Première tentative. Il nous faut remonter sous l'Ancien Régime5 pour percevoir une tentative d'établissement de la liberté du commerce et de l'industrie avec l'édit de septembre 1774 établissant la liberté de circulation relative au commerce des grains et l'édit de février 1776 établissant la liberté « d'embrasser et d'exercer dans tout notre royaume et notamment dans notre bonne ville de Paris telle espèce de commerce et telle profession d'arts et métiers qui bon leur semblera, et même d'en réunir plusieurs ». Cependant, cet essai sera vite remis en question jusqu'en 1791.
La Déclaration des droits de l'homme et du citoyen de 1789 consacrera dans son article 4 la liberté individuelle, qui sera redécouvert en 1982 par le Conseil constitutionnel en tant que fondement de la liberté constitutionnelle d'entreprendre.
Décret d'Allarde. La loi des 2-17 mars 1791 dite « décret d'Allarde » (dans la terminologie de l'époque, les lois étaient qualifiées de décrets quand elles n'avaient pas reçu la sanction royale) consacra les principes de la liberté du commerce et de l'industrie et de la liberté d'entreprendre, sans qu'ils furent toutefois mentionnés expressément. Ainsi son article 7 dispose qu'« à compter du 1er avril prochain, il sera libre à toute personne de faire négoce ou d'exercer telle activité, art ou métier qu'elle trouvera bon ; mais elle sera tenue de se pourvoir auparavant d'une patente, d'en acquitter le prix d'après les taux ci-après déterminés, et de se conformer aux règlements de police qui sont ou pourront être faits. »

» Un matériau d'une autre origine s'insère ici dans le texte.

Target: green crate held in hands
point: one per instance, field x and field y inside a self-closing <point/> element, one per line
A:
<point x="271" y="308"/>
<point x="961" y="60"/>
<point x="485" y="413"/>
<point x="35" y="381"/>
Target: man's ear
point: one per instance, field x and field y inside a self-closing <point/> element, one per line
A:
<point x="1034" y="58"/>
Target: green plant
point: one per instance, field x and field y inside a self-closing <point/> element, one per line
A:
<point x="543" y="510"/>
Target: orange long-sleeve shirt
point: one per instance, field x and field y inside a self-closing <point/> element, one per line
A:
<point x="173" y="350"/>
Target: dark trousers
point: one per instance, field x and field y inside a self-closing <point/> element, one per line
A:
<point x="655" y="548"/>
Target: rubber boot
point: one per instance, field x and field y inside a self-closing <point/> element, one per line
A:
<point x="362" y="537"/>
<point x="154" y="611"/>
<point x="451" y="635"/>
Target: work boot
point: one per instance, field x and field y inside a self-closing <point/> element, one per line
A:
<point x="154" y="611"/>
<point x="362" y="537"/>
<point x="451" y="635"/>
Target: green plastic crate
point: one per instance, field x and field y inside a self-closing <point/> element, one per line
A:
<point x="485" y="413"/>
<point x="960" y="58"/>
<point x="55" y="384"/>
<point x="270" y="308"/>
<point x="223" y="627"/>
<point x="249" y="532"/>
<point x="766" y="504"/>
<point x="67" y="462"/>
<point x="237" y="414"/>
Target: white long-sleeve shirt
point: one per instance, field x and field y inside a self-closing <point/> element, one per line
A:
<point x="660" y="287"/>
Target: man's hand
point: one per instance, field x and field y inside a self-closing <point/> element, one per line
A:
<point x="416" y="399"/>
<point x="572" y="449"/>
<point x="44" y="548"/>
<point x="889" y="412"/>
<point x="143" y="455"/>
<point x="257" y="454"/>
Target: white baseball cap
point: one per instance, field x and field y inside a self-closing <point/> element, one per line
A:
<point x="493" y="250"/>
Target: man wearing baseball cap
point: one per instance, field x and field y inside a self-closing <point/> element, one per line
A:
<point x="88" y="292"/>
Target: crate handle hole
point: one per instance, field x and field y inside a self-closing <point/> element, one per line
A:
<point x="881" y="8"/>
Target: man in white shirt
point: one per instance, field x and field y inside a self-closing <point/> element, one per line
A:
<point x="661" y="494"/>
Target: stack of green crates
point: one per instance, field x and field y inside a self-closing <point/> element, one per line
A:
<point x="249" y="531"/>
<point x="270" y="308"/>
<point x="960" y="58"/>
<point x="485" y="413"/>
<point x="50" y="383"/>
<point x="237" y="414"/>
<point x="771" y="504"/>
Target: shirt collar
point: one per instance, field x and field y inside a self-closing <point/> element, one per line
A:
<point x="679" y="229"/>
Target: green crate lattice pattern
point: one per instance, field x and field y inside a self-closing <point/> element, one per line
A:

Quelques mois plus tard, la loi « Le Chapelier » des 14-17 juin 1791 viendra conforter ces principes en abolissant les corporations et groupements. Elle fut abrogée par la loi du 21 mars 1884 sur les syndicats.
Quels étaient les objectifs de cette reconnaissance à l'époque ? Quelles en ont été les conséquences ?
5 GUIBAL M., « Commerce et industrie », Répertoire de droit commercial, Dalloz, février 2003 (MAJ octobre 2010)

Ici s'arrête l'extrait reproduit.